Le vieillard resta là, stupéfait, presque honteux. Il y eu un ange qui passa pour faire pleurer les cœurs et puis enfin un rire, gras, sûr de lui, contagieux, tout gras de salive et de honte qui manqua presque de retourner la salle avec lui pour faire monter les lèvres du Monstres. Pour un sourire. Et autour les gens s'arrêtterent, les serveurs se turent et les flopées de vin sur le cistal disparurent dans le silence de l'immobile. Le Monstre fit un geste le plus délicat, le plus lent qu'il puisse vers le vieillard et ses lèvres se mirent alors à bouger, presque au ralenti, pour faire sortir des bouts de mots inaudibles.

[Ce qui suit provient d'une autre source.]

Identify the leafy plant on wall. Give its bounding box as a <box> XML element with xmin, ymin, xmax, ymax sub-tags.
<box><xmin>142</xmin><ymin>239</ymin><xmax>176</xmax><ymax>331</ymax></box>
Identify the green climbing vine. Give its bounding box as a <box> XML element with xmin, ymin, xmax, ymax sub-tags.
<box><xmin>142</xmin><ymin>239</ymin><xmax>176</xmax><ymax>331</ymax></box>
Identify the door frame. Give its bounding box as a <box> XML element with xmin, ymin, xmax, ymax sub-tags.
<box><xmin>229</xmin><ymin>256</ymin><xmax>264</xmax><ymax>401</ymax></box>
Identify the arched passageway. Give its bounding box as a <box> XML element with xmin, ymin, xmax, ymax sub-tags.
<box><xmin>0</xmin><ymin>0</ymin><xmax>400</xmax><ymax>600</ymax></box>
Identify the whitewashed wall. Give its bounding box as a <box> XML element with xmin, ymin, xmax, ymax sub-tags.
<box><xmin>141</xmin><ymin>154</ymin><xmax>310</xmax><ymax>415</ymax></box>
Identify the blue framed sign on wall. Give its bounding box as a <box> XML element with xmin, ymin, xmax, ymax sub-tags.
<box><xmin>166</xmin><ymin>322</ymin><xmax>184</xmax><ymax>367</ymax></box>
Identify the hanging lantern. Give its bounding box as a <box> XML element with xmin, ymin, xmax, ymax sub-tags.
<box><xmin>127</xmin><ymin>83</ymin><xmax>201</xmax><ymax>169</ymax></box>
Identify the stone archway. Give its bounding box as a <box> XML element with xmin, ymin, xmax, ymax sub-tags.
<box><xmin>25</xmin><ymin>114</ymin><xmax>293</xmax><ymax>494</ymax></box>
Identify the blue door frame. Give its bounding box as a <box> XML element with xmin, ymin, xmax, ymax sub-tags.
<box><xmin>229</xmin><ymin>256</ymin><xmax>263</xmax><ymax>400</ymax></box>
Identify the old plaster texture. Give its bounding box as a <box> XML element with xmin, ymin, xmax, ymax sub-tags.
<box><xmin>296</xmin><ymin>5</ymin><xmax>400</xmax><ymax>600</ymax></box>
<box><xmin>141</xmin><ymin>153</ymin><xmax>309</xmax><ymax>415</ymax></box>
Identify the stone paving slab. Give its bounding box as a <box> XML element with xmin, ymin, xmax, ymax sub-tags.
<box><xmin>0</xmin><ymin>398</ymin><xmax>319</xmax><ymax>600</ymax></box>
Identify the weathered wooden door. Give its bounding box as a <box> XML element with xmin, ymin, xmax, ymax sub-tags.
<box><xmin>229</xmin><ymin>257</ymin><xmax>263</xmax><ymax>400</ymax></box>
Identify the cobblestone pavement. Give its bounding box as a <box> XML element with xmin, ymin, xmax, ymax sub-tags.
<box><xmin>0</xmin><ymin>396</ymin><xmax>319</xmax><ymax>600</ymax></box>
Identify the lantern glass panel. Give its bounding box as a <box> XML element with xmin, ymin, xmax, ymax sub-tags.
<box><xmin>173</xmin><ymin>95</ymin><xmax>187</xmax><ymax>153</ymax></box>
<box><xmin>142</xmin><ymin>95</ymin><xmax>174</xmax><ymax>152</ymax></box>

-Hmm. Regarde ces gens, regarde les. Regarde ces yeux pleins d'horreurs, ces bouches béates et ces joues rosies à ma vue. Regarde cette haute sphère et tout le dégoût qu'elle a en me voyant. Je les ai haï. Elle que je ne connaissais pas, que je ne comprenais pas et qui m'avait déjà rejeté. Moi, le Monstre, celui qui faisait peur, celui qui arrivait comme un tache immonde au milieu de cette beauté, de cette richesse. J'ai voulu les tuer, j'ai rêvé de les voir morts. J'ai voulu leur rendre ce qu'ils me cognaient à l'esprit. Et puis j'ai compris... Ça a été lent. Ça ne s'est pas fait du jour au lendemain, mais j'ai compris. Que la violence des coups de ma mère, que la violence de la mort de mon père, que la violence du renie de ces gens qui ne me connaissaient pas, ça valait bien l'amour de Tonray, ton amitié, et tout le bonheur de quelques moments.

Il n'y avait pas de réponse à donner, alors le vieillard se tû. Ishii empoigna son verre pour le vider d'une rasade et le reste du repas se fit au milieu du silence de deux amis.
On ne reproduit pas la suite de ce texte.